Companies producing or trading in easily identifiable inventories use
the method of specific identification. Cars, airplanes and ships
can serve as examples. Each item of inventory is marked, tagged or coded
with its "specific" unit cost. This method allows costing of
inventory based on its actual physical flow.
Specific
identification is an actual physical flow inventory costing method
in which items still in inventory are specifically costed to arrive at
the total cost of the ending inventory.
This method is difficult to apply by companies that deal with massive
inventory volumes with low unit costs. For instance, it will be hard for
a grocery store to keep track of soup cans acquired at different costs.
Therefore, grocery stores and similar entities do not apply the method
of specific identification.
There is one aspect of the specific identification method that should
be mentioned. Namely, management can manipulate the cost of goods sold
by selecting which cost will be used in a particular sale transaction.

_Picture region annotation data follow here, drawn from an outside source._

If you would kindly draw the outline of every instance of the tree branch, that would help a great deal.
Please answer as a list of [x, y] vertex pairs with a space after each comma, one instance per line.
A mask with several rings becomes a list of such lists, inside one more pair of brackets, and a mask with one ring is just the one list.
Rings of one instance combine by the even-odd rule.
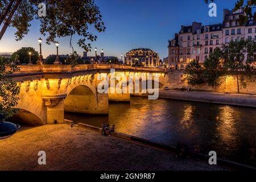
[[3, 34], [5, 34], [5, 31], [6, 31], [7, 28], [9, 26], [10, 23], [11, 22], [11, 20], [13, 18], [14, 13], [17, 10], [18, 7], [19, 7], [19, 3], [20, 3], [20, 2], [22, 1], [22, 0], [17, 0], [17, 1], [16, 2], [16, 3], [15, 4], [15, 5], [13, 7], [13, 9], [11, 10], [11, 12], [10, 13], [8, 18], [6, 20], [6, 21], [5, 22], [5, 24], [3, 24], [3, 26], [2, 28], [1, 31], [0, 32], [0, 40], [1, 40], [3, 36]]
[[0, 17], [0, 26], [1, 26], [2, 23], [3, 23], [5, 17], [6, 17], [7, 15], [8, 14], [8, 13], [9, 13], [10, 10], [11, 9], [14, 2], [14, 0], [11, 0], [11, 1], [10, 1], [10, 3], [8, 5], [8, 6], [6, 7], [6, 9], [5, 10], [5, 13], [3, 14], [3, 15]]

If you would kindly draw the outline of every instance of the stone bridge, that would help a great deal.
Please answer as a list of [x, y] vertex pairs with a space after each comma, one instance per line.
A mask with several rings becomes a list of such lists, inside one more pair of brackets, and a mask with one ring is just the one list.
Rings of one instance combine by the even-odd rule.
[[[155, 76], [159, 78], [160, 87], [164, 84], [166, 72], [163, 69], [109, 64], [79, 65], [75, 68], [65, 65], [20, 65], [20, 71], [11, 75], [20, 88], [16, 106], [19, 111], [12, 119], [31, 125], [46, 125], [55, 121], [63, 123], [65, 111], [108, 114], [109, 100], [129, 101], [130, 95], [99, 93], [98, 85], [102, 80], [97, 78], [110, 78], [112, 68], [115, 69], [113, 74], [115, 76], [131, 73], [147, 78], [148, 73], [152, 73], [153, 80]], [[114, 85], [122, 82], [114, 81]], [[141, 90], [143, 81], [140, 80]]]

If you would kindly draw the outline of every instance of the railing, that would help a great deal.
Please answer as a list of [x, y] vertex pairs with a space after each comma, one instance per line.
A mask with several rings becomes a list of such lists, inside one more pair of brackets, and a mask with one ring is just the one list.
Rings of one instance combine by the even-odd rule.
[[72, 68], [70, 65], [19, 65], [20, 70], [13, 73], [15, 74], [20, 73], [63, 73], [71, 72], [76, 71], [90, 71], [95, 69], [121, 69], [134, 71], [142, 71], [148, 72], [164, 72], [164, 69], [158, 68], [143, 68], [135, 67], [129, 65], [116, 65], [116, 64], [79, 64]]

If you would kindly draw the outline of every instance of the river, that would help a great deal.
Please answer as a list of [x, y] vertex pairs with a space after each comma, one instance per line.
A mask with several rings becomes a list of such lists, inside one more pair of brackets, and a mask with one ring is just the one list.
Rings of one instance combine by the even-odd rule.
[[217, 104], [134, 97], [131, 102], [110, 103], [109, 115], [65, 113], [65, 118], [168, 146], [177, 142], [190, 150], [256, 166], [256, 109]]

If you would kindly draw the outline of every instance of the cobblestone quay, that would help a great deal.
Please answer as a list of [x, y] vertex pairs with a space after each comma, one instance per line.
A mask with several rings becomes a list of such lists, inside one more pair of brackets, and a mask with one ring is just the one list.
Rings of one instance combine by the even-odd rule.
[[[46, 165], [39, 165], [39, 151]], [[0, 140], [0, 170], [232, 170], [67, 125], [23, 127]]]

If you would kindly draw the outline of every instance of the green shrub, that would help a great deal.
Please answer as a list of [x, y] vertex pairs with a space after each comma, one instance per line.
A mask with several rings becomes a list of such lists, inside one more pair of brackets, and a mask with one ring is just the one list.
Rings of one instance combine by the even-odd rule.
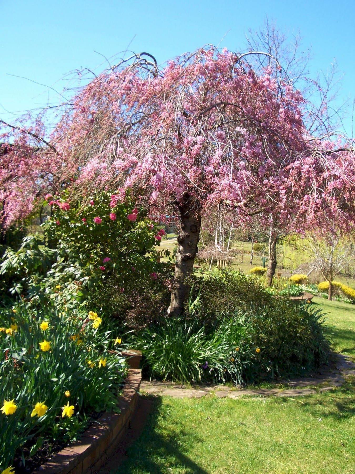
[[213, 332], [183, 319], [147, 328], [134, 338], [151, 376], [182, 382], [242, 382], [253, 351], [242, 318], [223, 318]]
[[307, 275], [302, 273], [295, 273], [290, 277], [290, 281], [295, 284], [302, 285], [306, 283], [308, 280]]
[[[119, 348], [121, 335], [103, 330], [100, 323], [99, 315], [79, 319], [48, 306], [29, 311], [26, 303], [0, 311], [1, 403], [13, 400], [17, 407], [0, 413], [0, 471], [14, 465], [14, 458], [28, 460], [41, 443], [69, 442], [93, 412], [116, 410], [126, 369], [111, 350]], [[38, 402], [47, 407], [40, 417], [32, 411]], [[72, 416], [62, 417], [68, 402]]]
[[159, 274], [158, 229], [142, 209], [135, 220], [128, 219], [134, 207], [129, 196], [116, 202], [100, 193], [87, 204], [69, 204], [65, 198], [63, 193], [53, 201], [43, 236], [25, 237], [18, 251], [7, 249], [0, 265], [3, 296], [36, 297], [70, 309], [95, 298], [96, 305], [108, 307], [107, 282], [119, 293]]
[[266, 269], [264, 267], [254, 267], [251, 270], [249, 271], [249, 273], [252, 275], [264, 275], [266, 272]]

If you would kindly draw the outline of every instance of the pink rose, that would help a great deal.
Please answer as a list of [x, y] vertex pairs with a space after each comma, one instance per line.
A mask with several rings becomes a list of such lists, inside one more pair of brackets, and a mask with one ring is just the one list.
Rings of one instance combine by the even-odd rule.
[[68, 202], [61, 202], [59, 207], [62, 210], [69, 210], [70, 209], [70, 206]]

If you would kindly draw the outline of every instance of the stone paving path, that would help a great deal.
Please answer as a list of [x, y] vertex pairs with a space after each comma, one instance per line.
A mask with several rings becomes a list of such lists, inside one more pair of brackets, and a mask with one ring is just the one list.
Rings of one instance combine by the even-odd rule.
[[[201, 398], [211, 392], [214, 392], [216, 397], [224, 398], [240, 398], [245, 395], [257, 397], [297, 397], [317, 393], [314, 388], [307, 388], [310, 386], [321, 385], [319, 391], [322, 392], [331, 390], [335, 387], [339, 387], [345, 382], [346, 377], [349, 375], [355, 376], [355, 364], [349, 360], [346, 356], [336, 354], [336, 362], [331, 367], [326, 367], [319, 374], [311, 377], [283, 380], [278, 383], [291, 387], [281, 388], [236, 389], [222, 385], [196, 384], [186, 387], [184, 385], [174, 384], [171, 382], [163, 382], [152, 380], [143, 381], [140, 391], [142, 393], [154, 395], [170, 395], [176, 398]], [[293, 388], [292, 388], [293, 387]]]

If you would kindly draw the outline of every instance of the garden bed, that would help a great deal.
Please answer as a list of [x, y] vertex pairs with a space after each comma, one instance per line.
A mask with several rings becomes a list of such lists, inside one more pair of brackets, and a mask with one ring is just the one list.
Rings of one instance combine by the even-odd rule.
[[51, 456], [34, 474], [93, 474], [115, 450], [136, 409], [142, 381], [139, 351], [125, 351], [123, 355], [129, 357], [131, 368], [119, 401], [120, 413], [104, 413], [79, 441]]

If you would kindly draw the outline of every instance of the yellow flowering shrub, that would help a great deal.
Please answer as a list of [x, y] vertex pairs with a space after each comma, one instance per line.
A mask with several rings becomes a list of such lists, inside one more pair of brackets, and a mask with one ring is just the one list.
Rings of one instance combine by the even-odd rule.
[[[340, 282], [332, 282], [333, 288], [341, 288], [342, 283]], [[321, 292], [327, 292], [329, 290], [329, 282], [321, 282], [318, 284], [318, 291]]]
[[346, 285], [342, 285], [340, 287], [340, 290], [346, 296], [351, 300], [355, 300], [355, 290], [354, 288], [351, 288], [350, 286], [347, 286]]
[[264, 275], [266, 273], [266, 269], [264, 267], [254, 267], [249, 271], [249, 273], [252, 275]]
[[290, 276], [289, 279], [290, 282], [295, 284], [302, 285], [307, 283], [308, 277], [307, 275], [304, 275], [303, 273], [296, 273], [294, 275], [293, 275], [292, 276]]

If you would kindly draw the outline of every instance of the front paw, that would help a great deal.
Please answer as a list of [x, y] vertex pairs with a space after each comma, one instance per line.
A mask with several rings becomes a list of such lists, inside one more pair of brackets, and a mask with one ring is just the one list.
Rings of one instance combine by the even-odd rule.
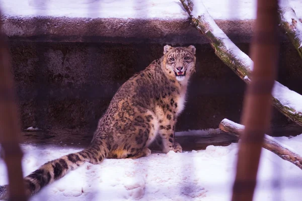
[[174, 146], [173, 146], [173, 151], [174, 151], [175, 152], [182, 152], [182, 148], [181, 147], [181, 146], [180, 146], [180, 144], [178, 142], [174, 142]]

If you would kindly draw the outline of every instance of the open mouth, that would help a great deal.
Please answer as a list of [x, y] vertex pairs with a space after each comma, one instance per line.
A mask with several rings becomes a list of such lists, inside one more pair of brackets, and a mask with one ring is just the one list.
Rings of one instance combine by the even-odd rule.
[[174, 73], [175, 73], [175, 76], [185, 76], [186, 75], [186, 71], [184, 71], [184, 72], [175, 72], [174, 71]]

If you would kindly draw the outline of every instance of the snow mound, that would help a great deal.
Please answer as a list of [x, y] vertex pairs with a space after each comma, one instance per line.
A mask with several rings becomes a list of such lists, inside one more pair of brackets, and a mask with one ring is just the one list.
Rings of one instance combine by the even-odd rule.
[[[302, 154], [302, 135], [274, 138]], [[22, 145], [25, 175], [48, 161], [79, 149]], [[237, 144], [209, 146], [205, 150], [153, 153], [137, 159], [105, 159], [85, 163], [43, 189], [32, 201], [230, 200], [236, 171]], [[0, 184], [7, 183], [0, 161]], [[302, 171], [263, 149], [254, 200], [299, 200]]]

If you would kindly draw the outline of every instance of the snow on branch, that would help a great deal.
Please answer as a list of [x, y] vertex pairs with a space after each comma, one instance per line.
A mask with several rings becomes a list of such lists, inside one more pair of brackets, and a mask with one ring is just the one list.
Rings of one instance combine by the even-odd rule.
[[[244, 126], [224, 119], [220, 123], [219, 128], [230, 134], [239, 137], [244, 129]], [[290, 147], [265, 135], [263, 148], [271, 151], [283, 160], [290, 162], [302, 169], [302, 158]]]
[[278, 13], [281, 26], [302, 58], [302, 23], [288, 0], [279, 0]]
[[[215, 54], [246, 83], [253, 69], [250, 57], [219, 28], [200, 0], [180, 0], [193, 24], [209, 41]], [[193, 9], [194, 8], [194, 9]], [[275, 81], [273, 104], [281, 113], [302, 126], [302, 95]]]

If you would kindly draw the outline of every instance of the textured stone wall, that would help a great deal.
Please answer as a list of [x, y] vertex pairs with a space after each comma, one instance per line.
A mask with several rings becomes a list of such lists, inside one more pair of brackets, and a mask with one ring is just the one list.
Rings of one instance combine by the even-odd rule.
[[[196, 73], [177, 130], [215, 128], [225, 118], [239, 122], [245, 84], [208, 44], [195, 45]], [[238, 45], [248, 53], [248, 43]], [[291, 44], [281, 45], [278, 80], [302, 94], [302, 60]], [[161, 56], [163, 45], [14, 39], [11, 51], [23, 128], [93, 130], [119, 86]], [[291, 126], [278, 112], [274, 114], [278, 131]]]

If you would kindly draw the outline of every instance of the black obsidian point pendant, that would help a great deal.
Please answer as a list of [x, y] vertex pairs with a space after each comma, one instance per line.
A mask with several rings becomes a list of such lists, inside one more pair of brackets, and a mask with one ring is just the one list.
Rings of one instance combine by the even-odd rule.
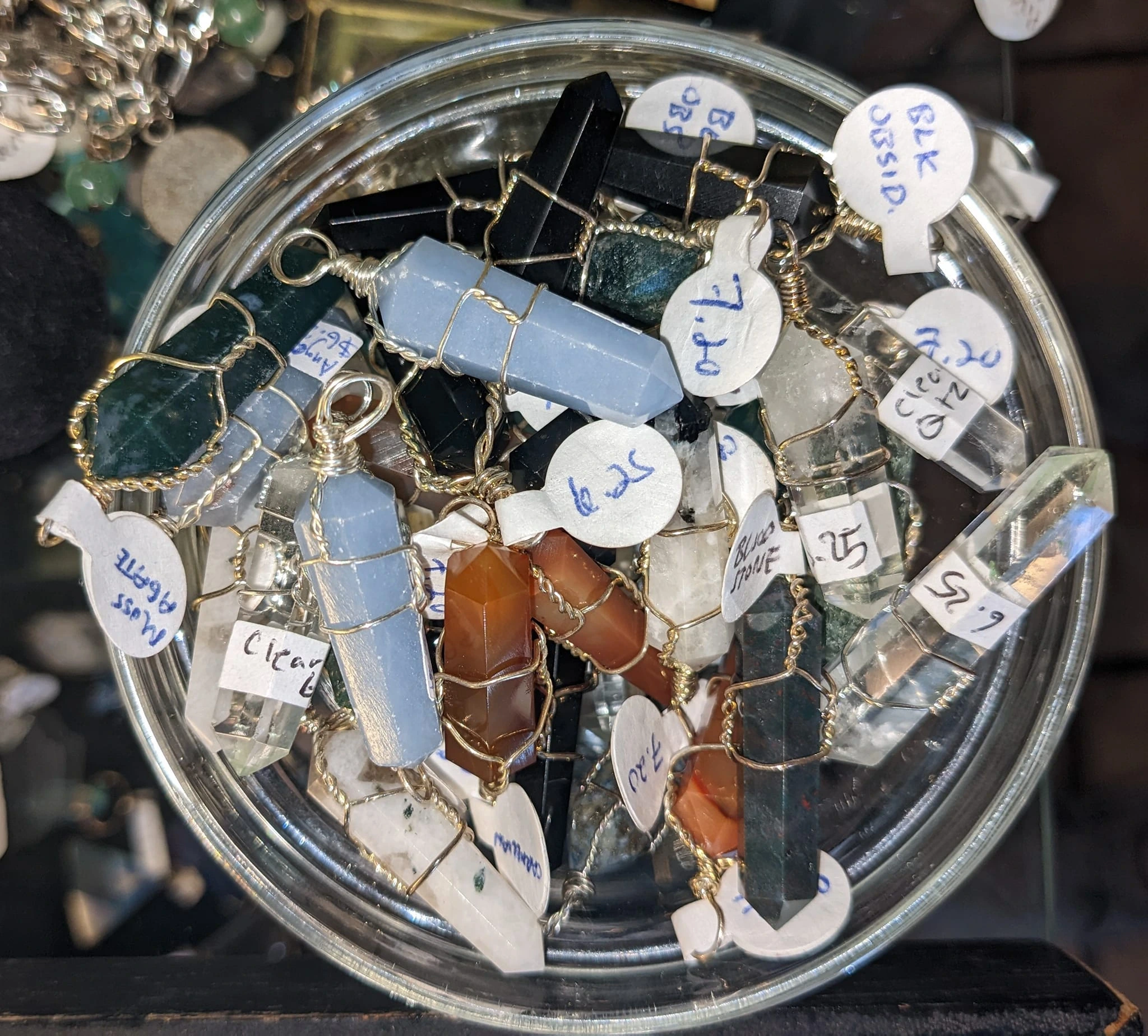
[[563, 290], [572, 258], [513, 260], [573, 251], [583, 229], [583, 219], [574, 210], [589, 210], [594, 204], [621, 120], [622, 101], [605, 72], [575, 79], [563, 91], [523, 170], [528, 180], [514, 185], [490, 228], [490, 255], [501, 266], [536, 285]]

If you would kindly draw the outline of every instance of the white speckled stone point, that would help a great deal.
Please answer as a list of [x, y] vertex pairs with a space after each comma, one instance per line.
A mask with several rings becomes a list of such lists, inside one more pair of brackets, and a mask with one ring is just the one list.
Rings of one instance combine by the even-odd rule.
[[[394, 774], [370, 765], [358, 731], [331, 735], [327, 765], [351, 802], [351, 838], [374, 852], [402, 881], [414, 881], [455, 838], [456, 828], [448, 817], [410, 795]], [[342, 820], [342, 810], [321, 781], [312, 779], [308, 790]], [[388, 792], [393, 794], [356, 803]], [[537, 916], [472, 841], [459, 841], [414, 895], [501, 971], [521, 974], [541, 972], [545, 966]]]
[[[481, 298], [459, 304], [482, 267], [481, 259], [429, 237], [414, 242], [375, 275], [387, 334], [429, 359], [449, 326], [442, 358], [464, 374], [498, 381], [513, 326]], [[536, 286], [492, 267], [481, 289], [521, 316]], [[506, 384], [629, 427], [682, 398], [674, 363], [658, 338], [552, 291], [542, 291], [518, 326]]]
[[364, 470], [320, 482], [295, 519], [300, 551], [309, 562], [320, 553], [312, 523], [316, 501], [329, 558], [338, 562], [305, 568], [324, 625], [350, 629], [390, 615], [355, 632], [331, 634], [359, 730], [380, 766], [414, 766], [439, 747], [442, 731], [422, 618], [413, 607], [411, 566], [418, 566], [398, 550], [405, 540], [395, 491]]
[[[774, 439], [778, 444], [827, 423], [851, 395], [848, 373], [840, 358], [792, 324], [785, 326], [777, 349], [758, 375], [758, 384]], [[791, 478], [832, 480], [867, 466], [879, 449], [881, 437], [872, 403], [867, 396], [860, 396], [836, 424], [788, 445], [785, 457], [792, 472]], [[779, 465], [778, 474], [782, 472]], [[820, 530], [814, 535], [810, 547], [809, 533], [806, 529], [801, 531], [810, 567], [825, 600], [864, 618], [881, 610], [893, 589], [905, 578], [885, 466], [855, 478], [793, 485], [790, 494], [799, 524], [804, 515], [843, 507], [859, 498], [864, 500], [870, 530], [860, 531], [862, 535], [871, 531], [872, 536], [866, 543], [864, 553], [868, 556], [856, 576], [845, 576], [853, 564], [848, 559], [854, 556], [852, 552], [862, 542], [854, 528], [855, 516], [846, 514], [847, 520], [843, 520], [839, 530], [845, 533], [852, 530], [852, 539], [847, 535], [831, 538], [830, 530]], [[819, 563], [819, 554], [825, 559], [823, 563]]]
[[[1115, 511], [1103, 450], [1046, 450], [909, 584], [897, 606], [905, 625], [886, 609], [862, 626], [831, 672], [844, 688], [831, 757], [866, 766], [885, 758], [931, 706], [972, 681], [944, 660], [975, 669]], [[869, 704], [846, 684], [899, 708]]]
[[[720, 524], [722, 509], [721, 462], [713, 423], [692, 442], [680, 441], [673, 413], [661, 414], [654, 428], [669, 439], [682, 462], [682, 498], [667, 529]], [[650, 538], [650, 603], [675, 623], [687, 623], [721, 608], [722, 576], [729, 556], [729, 529]], [[657, 648], [666, 642], [666, 624], [650, 614], [646, 640]], [[734, 624], [720, 614], [681, 631], [674, 659], [701, 669], [729, 651]]]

For example, suppose a dealership sells cars. One day the dealership has
two identical cars on sale, a Ford costing $5,000 (that was purchased
by the company first) and a Ford costing $5,500 (that was acquired by
the company after the first Ford). A customer does not care which Ford
to get as long as both Fords are identical. However, if the company wants
to increase the cost of goods sold (respectively, decrease income), management
may sell the $5,500 Ford; if visa versa, then the company may sell the
$5,000 Ford. Because the two Fords are identical in physical characteristics
and selling price, the customer does not see a difference between the
two Fords. However, the dealership may use this to their advantage and
manipulate financial statements numbers.